8 Przeanalizujmy też wydarzenie, które rozegrało się po święcie Paschy w 32 roku n.e. Jezus i jego uczniowie przyszli do Dekapolu, leżącego na wschód od Morza Galilejskiego. Odnalazły ich tam wielkie tłumy, które przyprowadziły wielu chorych i niepełnosprawnych, a Jezus wszystkich uzdrowił (Mateusza 15:29, 30). Co ciekawe, jednemu z nich okazał szczególne względy. Opisał to ewangelista Marek, jedyny, który wspomina o tym wydarzeniu (Marka 7:31-35).

9 Człowiek ten był głuchy i prawie nie mówił. Jezus mógł wyczuć jego szczególne zdenerwowanie i zażenowanie. Uczynił wówczas coś niezwykłego. Zabrał go na osobność, z dala od tłumu. Potem pokazał mu gestami, co chce zrobić. „Włożył swe palce w jego uszy i splunąwszy, dotknął jego języka” (Marka 7:33). Następnie spojrzał w niebo i westchnął, modląc się w duchu. Chciał mu w ten sposób powiedzieć: To, co dla ciebie uczynię, zawdzięczam mocy od Boga. W końcu rzekł: „Otwórz się” (Marka 7:34). Wtedy ów człowiek odzyskał słuch i mógł normalnie mówić.

10, 11. Jak możemy pokazywać, że mamy wzgląd na uczucia innych w zborze i w rodzinie?

10 Jak bardzo Jezus liczył się z innymi! Szanował ich odczucia, toteż starał się postępować tak, by ich nie ranić. Jako chrześcijanie, powinniśmy pod tym względem rozwijać w sobie i przejawiać umysł Chrystusowy. Biblia zachęca: „Wszyscy bądźcie podobnie usposobieni, okazując wzajemne zrozumienie, żywiąc uczucie braterskie, będąc tkliwie współczującymi, pokornego umysłu” (1 Piotra 3:8). Z pewnością wymaga to od nas liczenia się z cudzymi uczuciami — zarówno gdy coś mówimy, jak i czynimy.

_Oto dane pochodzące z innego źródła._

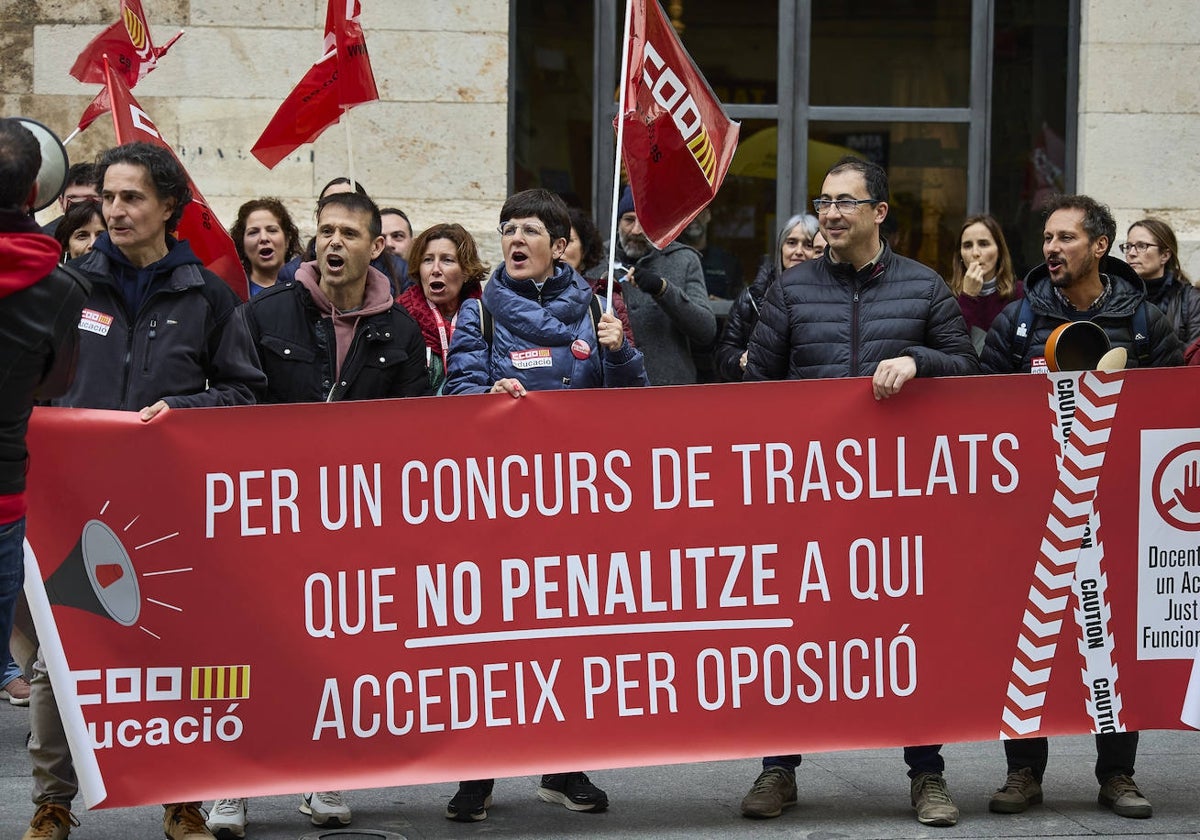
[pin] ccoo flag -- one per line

11 W zborze możemy pokazać, że zważamy na uczucia drugich, traktując ich z szacunkiem, tak jak sami chcielibyśmy być traktowani (Mateusza 7:12). Obejmuje to zwracanie uwagi na to, co i jak mówimy (Kolosan 4:6). Pamiętajmy, że ‛bezmyślne słowa są niczym pchnięcia mieczem’ (Przysłów 12:18). A co można powiedzieć o rodzinie? Jeśli mąż i żona naprawdę się kochają, to liczą się ze swymi odczuciami (Efezjan 5:33). Unikają szorstkich słów, ciągłego krytykowania i jadowitej ironii, czyli wszystkiego, co powoduje trudne do zagojenia rany. Również dzieci żywią uczucia i kochający rodzice biorą to pod uwagę. Kiedy muszą udzielić im skarcenia, szanują ich godność i unikają niepotrzebnego wprawiania ich w zakłopotanie (Kolosan 3:21). * Gdy więc w taki sposób okazujemy drugim względy, dowodzimy, że mamy umysł Chrystusowy.

Chętnie darzył innych zaufaniem

12. Jaki zrównoważony, realistyczny pogląd na swych uczniów miał Jezus?

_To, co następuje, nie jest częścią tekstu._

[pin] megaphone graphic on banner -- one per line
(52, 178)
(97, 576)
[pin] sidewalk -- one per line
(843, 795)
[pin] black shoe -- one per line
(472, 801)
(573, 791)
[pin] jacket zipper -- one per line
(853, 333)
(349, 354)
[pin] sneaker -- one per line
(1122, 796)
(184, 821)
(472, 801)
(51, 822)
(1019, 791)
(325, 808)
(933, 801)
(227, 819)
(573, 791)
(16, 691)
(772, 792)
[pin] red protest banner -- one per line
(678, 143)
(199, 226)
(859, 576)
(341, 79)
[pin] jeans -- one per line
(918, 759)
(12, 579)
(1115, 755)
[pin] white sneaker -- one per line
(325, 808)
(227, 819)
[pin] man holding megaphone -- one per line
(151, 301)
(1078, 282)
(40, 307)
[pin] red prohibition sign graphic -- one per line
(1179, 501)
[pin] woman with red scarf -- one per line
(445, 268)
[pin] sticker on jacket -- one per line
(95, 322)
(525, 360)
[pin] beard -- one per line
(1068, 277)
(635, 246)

12 Jezus miał zrównoważony, realistyczny pogląd na swych uczniów. Dobrze wiedział, że nie są doskonali. Potrafił przecież czytać w ludzkich sercach (Jana 2:24, 25). Mimo to koncentrował się głównie na ich zaletach, a nie na wadach. Dostrzegał też potencjalne możliwości osób, które pociągnął do siebie Jehowa (Jana 6:44). O pozytywnym stosunku Jezusa do uczniów świadczy sposób, w jaki ich traktował. Na przykład chętnie darzył ich zaufaniem.

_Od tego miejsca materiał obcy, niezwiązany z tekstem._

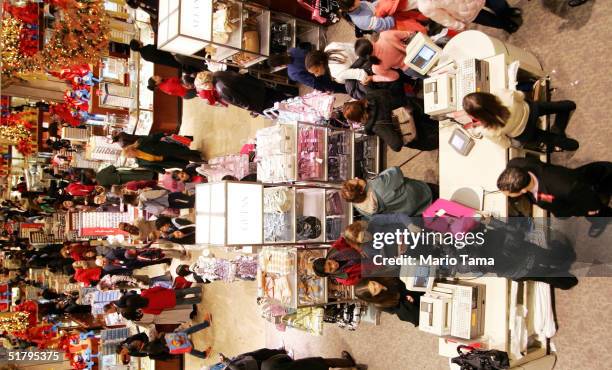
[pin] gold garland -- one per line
(79, 37)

13. Jak Jezus pokazał, że ufa swym uczniom?

13 A jak Jezus wyrażał to zaufanie? Odchodząc z ziemi, powierzył swym namaszczonym uczniom odpowiedzialne zadanie. Mieli dbać o ziemskie sprawy Królestwa (Mateusza 25:14, 15; Łukasza 12:42-44). W czasie swej służby okazywał im zaufanie nawet drobnym gestem czy słowem. Kiedy w cudowny sposób rozmnożył żywność, by nakarmić tłumy, rozdzielanie jej zlecił właśnie uczniom (Mateusza 14:15-21; 15:32-37).

14. Jak byś streścił relację zapisaną w Ewangelii według Marka 4:35-41?

14 Przeanalizujmy również sprawozdanie z Ewangelii według Marka 4:35-41. Jezus i jego uczniowie płynęli łodzią na wschodnią stronę Morza Galilejskiego. Gdy tylko odbili od brzegu, Jezus położył się w tyle łodzi i szybko zasnął. Wkrótce jednak „zerwał się wielki, gwałtowny wicher”. Takie burze na Morzu Galilejskim nie są niczym niezwykłym. Jego niskie położenie (około 200 metrów p.p.m.) sprawia, że powietrze jest tam znacznie cieplejsze niż w okolicy, co powoduje zaburzenia atmosferyczne. Poza tym od góry Hermon, wznoszącej się na północy, wieją wzdłuż doliny Jordanu silne wiatry. Cisza i spokój mogą w jednej chwili ustąpić miejsca gwałtownej burzy. Jezus wychował się w Galilei i z pewnością wiedział o tych częstych burzach. Mimo to spał spokojnie, polegając na umiejętnościach swych uczniów, z których część była rybakami (Mateusza 4:18, 19).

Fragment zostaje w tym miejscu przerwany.